Table 10,200 μ M L-DOPA are adding or are not adding external back N-acetylize metabolite and the former medicine residual content of hatching altogether of NAT1 and NAT2 suppressor factor
(the Wistar rat, female, 200~300g) liver cells, cell adopt the Celsis ex vivo technique to obtain stored under refrigeration in liquid nitrogen to adopt 20 rats.Use the day before yesterday that cryopreserved hepatocytes is thawed 37 ℃ of water-baths, process suspension-s with substratum, centrifugal 10 minutes of 100xg is with Krebs-Hensleite damping fluid (KHB) suspendible again.Adopt 24 orifice plate vitro culture, 37 ℃ of culture temperature, contain 5%CO
2, 95% air, each hole adds and contains about 2.5 * 10
5Active liver cell storing solution 0.49ml is hatched 10min altogether.Follow preincubation 10min.One group of adding L-DOPA is 20 μ M, suppressor factor Quercetin 480 μ M in the liver cell solution; One group adds the L-DOPA is 200 μ M, suppressor factor methotrexate 50 μ M; One group adds the L-DOPA is 200 μ M, suppressor factor acetaminophen 2144 μ M; The mixing solutions 5 μ l of each substrate, inhibition are to culture plate; Continue to hatch 0,30 and 60min.Cultivate when finishing, add 0.5ml ice methyl alcohol stopped reaction in every hole.Every group duplicate.Measure the result and see table 11.

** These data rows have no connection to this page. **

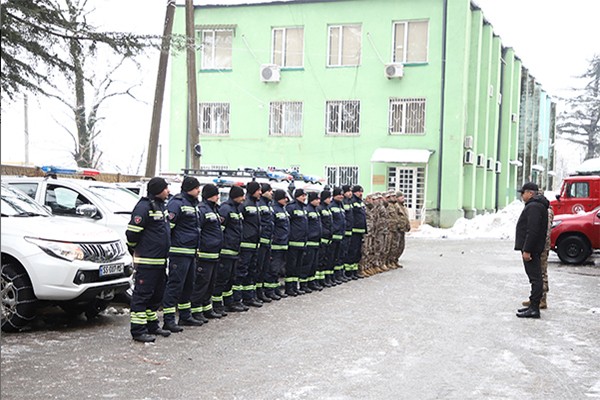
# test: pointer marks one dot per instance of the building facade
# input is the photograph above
(411, 95)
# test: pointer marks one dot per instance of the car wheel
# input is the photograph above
(18, 299)
(573, 250)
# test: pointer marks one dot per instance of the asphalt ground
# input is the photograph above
(443, 327)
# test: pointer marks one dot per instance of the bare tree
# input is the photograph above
(580, 122)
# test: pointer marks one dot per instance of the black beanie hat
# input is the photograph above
(265, 187)
(236, 192)
(189, 183)
(279, 194)
(156, 185)
(252, 187)
(209, 190)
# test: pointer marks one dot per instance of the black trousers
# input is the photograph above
(146, 298)
(533, 269)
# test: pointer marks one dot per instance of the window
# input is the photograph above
(216, 48)
(410, 42)
(285, 118)
(344, 45)
(338, 176)
(288, 46)
(343, 117)
(579, 189)
(407, 116)
(214, 119)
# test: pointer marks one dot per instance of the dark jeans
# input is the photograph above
(533, 269)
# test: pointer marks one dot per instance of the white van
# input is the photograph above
(45, 259)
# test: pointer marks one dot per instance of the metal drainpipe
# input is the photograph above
(443, 96)
(499, 127)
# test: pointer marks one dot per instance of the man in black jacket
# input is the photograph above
(530, 239)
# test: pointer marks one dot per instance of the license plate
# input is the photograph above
(112, 269)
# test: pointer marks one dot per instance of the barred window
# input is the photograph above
(216, 48)
(407, 116)
(285, 118)
(344, 45)
(214, 119)
(341, 175)
(410, 41)
(288, 44)
(343, 117)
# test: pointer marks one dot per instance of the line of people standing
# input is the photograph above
(231, 257)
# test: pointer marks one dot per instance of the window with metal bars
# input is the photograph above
(285, 118)
(341, 175)
(343, 118)
(215, 48)
(214, 119)
(407, 116)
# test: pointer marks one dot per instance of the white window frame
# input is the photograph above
(414, 116)
(208, 61)
(217, 125)
(284, 47)
(343, 106)
(280, 123)
(406, 43)
(340, 46)
(334, 173)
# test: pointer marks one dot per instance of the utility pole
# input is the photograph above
(160, 90)
(192, 161)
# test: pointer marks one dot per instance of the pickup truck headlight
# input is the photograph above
(64, 250)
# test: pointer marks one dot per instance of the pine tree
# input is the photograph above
(580, 122)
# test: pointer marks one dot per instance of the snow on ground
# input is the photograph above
(500, 224)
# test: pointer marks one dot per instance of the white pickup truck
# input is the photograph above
(46, 259)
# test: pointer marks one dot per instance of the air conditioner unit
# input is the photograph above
(395, 70)
(498, 167)
(270, 73)
(468, 142)
(480, 160)
(468, 158)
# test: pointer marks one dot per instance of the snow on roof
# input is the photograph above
(401, 155)
(500, 224)
(589, 166)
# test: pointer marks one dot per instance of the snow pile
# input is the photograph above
(500, 225)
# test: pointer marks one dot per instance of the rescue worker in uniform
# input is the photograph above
(231, 224)
(266, 235)
(211, 241)
(349, 215)
(149, 237)
(325, 268)
(359, 228)
(297, 243)
(248, 270)
(311, 255)
(185, 237)
(279, 245)
(338, 228)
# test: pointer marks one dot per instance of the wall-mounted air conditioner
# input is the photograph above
(480, 160)
(469, 158)
(270, 73)
(394, 70)
(468, 142)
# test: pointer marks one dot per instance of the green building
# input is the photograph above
(411, 95)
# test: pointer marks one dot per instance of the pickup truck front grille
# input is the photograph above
(103, 252)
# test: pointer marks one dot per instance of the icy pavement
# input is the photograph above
(443, 327)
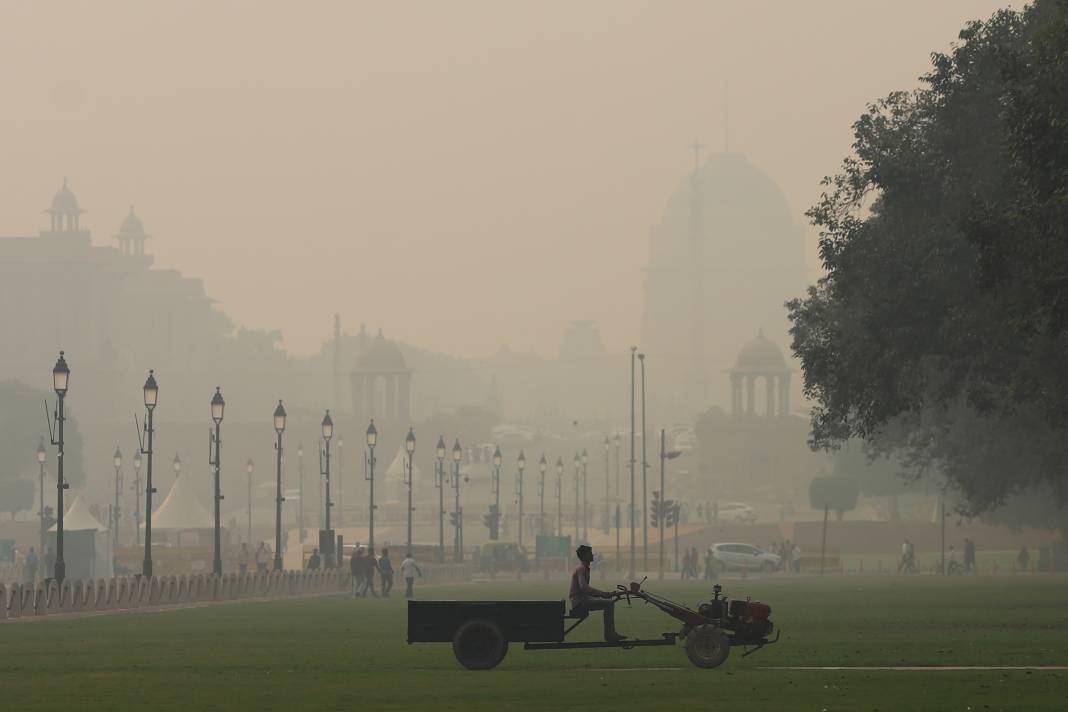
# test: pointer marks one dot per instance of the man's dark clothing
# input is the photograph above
(585, 598)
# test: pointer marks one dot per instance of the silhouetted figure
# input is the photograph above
(49, 563)
(30, 567)
(408, 570)
(584, 598)
(1023, 559)
(242, 558)
(356, 568)
(386, 571)
(262, 556)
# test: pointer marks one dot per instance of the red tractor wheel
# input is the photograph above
(707, 646)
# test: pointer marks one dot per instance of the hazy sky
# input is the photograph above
(464, 174)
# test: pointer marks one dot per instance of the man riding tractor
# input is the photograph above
(584, 598)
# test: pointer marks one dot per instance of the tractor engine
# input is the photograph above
(750, 620)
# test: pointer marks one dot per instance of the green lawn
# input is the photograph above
(335, 653)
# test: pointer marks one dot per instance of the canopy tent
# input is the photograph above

Table 11,20 μ M L-DOPA are adding or are not adding external back N-acetylize metabolite and the former medicine residual content of hatching altogether of NAT1 and NAT2 suppressor factor
Claims (24)
1. one kind is used to detect spermidine/spermine N
1The method of-acetyltransferase activity is characterized in that, described method may further comprise the steps:
1) hatches a certain amount of a kind of medicine Mammals;
2) obtain certain tissue, cell or body fluid etc. from Mammals and analyze sample;
3) the acetylize metabolite in the check and analysis sample, there are positive correlation in acetylize metabolite and SSAT activity.
2. according to claim 1ly be used to detect spermidine/spermine N
1The method of-acetyltransferase activity is characterized in that, described Mammals comprises people or other animals.
3. according to claim 2ly be used to detect spermidine/spermine N
1The method of-acetyltransferase activity is characterized in that, described other animals comprise one or more in mouse, rat, sheep, monkey, ox, pig, horse, rabbit, dog, chimpanzee, baboon, marmoset, macaque or the rhesus monkey.
4. according to claim 3ly be used to detect spermidine/spermine N
1The method of-acetyltransferase activity is characterized in that, described other animals are one or more in people, mouse, rat, monkey, pig, rabbit or the dog.
5. according to claim 4ly be used to detect spermidine/spermine N
1The method of-acetyltransferase activity is characterized in that, described other animals are one or more in people, rat or the monkey.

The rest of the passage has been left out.